Another potential limitation of the current meta-analysis could be that while prescribed training doses were matched between men and women in all studies, there was an inability to properly assess the actual dose received in many studies and whether this was consistent with the prescribed dose (dose delivered). Many studies provided only basic details regarding compliance to prescribed exercise, with only a few reporting that this remained consistent between men and women. Despite this, many of the included studies appeared to have been tightly controlled interventions, in which case the differences between the prescribed and actual training doses are unlikely to have been substantially different.

In addition to the small pooled sample size and challenges associated with assessing the fidelity of the interventions, the use of pre-post meta-analysis techniques and multiple effect sizes from individual studies in the same analysis (such as the matched male and female sub-group data) have been widely used, but also widely debated in the literature [105,106,107]. While the use of dependent pre-post data has been largely accounted for with the use of correlation coefficients in the meta-analyses, sufficient data was not available to calculate correlation coefficients for all studies, therefore many of these were imputed. Furthermore, while the design of the current review ensures that prescribed exercise dose is matched between male and female groups, the wide range of intervention lengths and exercise protocols included in the literature makes it difficult to precisely examine the influence of different protocols on these outcomes. Overall, the approaches used within the current review with meta-analyses aimed to minimize statistical and methodological errors as much as possible in the face of the unique set of challenges associated with the research question; however, the results should be considered within the constraints of the limitations that are outlined here.

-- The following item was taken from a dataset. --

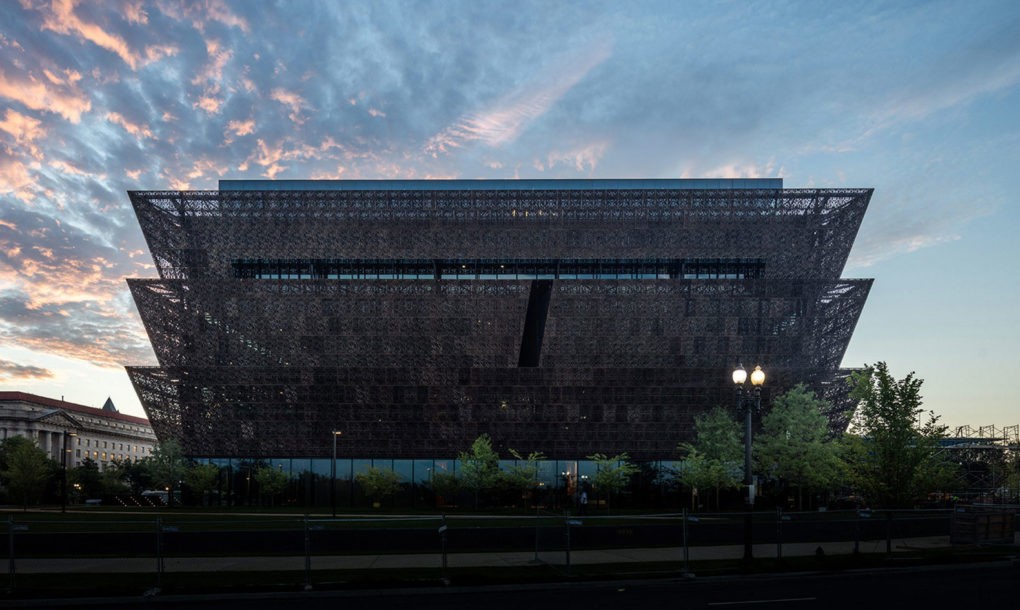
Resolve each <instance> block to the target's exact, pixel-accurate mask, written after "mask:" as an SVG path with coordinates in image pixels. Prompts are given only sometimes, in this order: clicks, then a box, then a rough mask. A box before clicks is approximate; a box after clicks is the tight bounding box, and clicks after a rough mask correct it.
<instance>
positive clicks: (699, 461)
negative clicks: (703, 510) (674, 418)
mask: <svg viewBox="0 0 1020 610" xmlns="http://www.w3.org/2000/svg"><path fill="white" fill-rule="evenodd" d="M678 449H679V450H680V452H682V453H684V454H685V456H684V458H683V459H682V460H680V461H679V462H674V463H673V468H672V470H673V473H674V475H675V476H676V478H677V479H678V480H679V481H680V484H681V485H682V486H684V487H686V488H687V489H690V490H691V510H697V509H698V505H697V501H696V499H697V498H698V494H699V492H698V490H707V489H710V488H715V489H716V495H717V496H718V489H719V487H720V486H721V485H722V484H723V482H727V484H728V485H733V484H731V482H730V481H735V480H736V478H735V477H734V476H733V475H732V474H731V472H730V471H729V469H727V468H726V467H725V466H724V465H723V464H722V462H720V461H719V460H716V459H709V458H708V457H706V456H705V454H703V453H701V452H700V451H698V448H697V447H695V446H694V445H691V444H686V443H685V444H681V445H680V447H679V448H678ZM718 502H719V500H718V498H716V504H718Z"/></svg>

Finally, while the current review provides some insight into generalized similarities and differences between men and women regarding physiological adaptations to HIIT interventions, evaluation of the influence of hormonal status on outcomes was outside of the scope of this review. While the influence of hormonal fluctuations in women may be somewhat offset by the current focus on adaptation over several sessions, generally spanning weeks or months, these concepts appeared to be largely overlooked in the included studies and should be a focus of future primary and secondary research. Despite the limitations outlined here, the findings from the current review will be critical in order to fill the research gaps and to promote better optimization of exercise prescription and health for both women and men.

6 Conclusions

The current review with meta-analyses aimed to clarify sex differences in the adaptations of fitness and performance outcomes in response to HIIT and SIT interventions. The main findings of this review indicated that the magnitude of change in \(\dot{V}\)O2max and powerAT in response to HIIT interventions is similar for men and women. While a borderline significant sex difference was found for PPO in well-trained men and women, the sub-groups consisted of small sample sizes and therefore should be interpreted with caution. Additionally, qualitative analysis of performance outcomes and concurrent measures of physiological adaptation indicated potential differences in the underlying mechanisms of adaptation for men and women. Lastly, it appears that baseline training status and intervention length may play a role in influencing the variability of \(\dot{V}\)O2max and PPO outcomes in both sexes, including significantly smaller effect sizes for interventions with a duration of 4 weeks or less.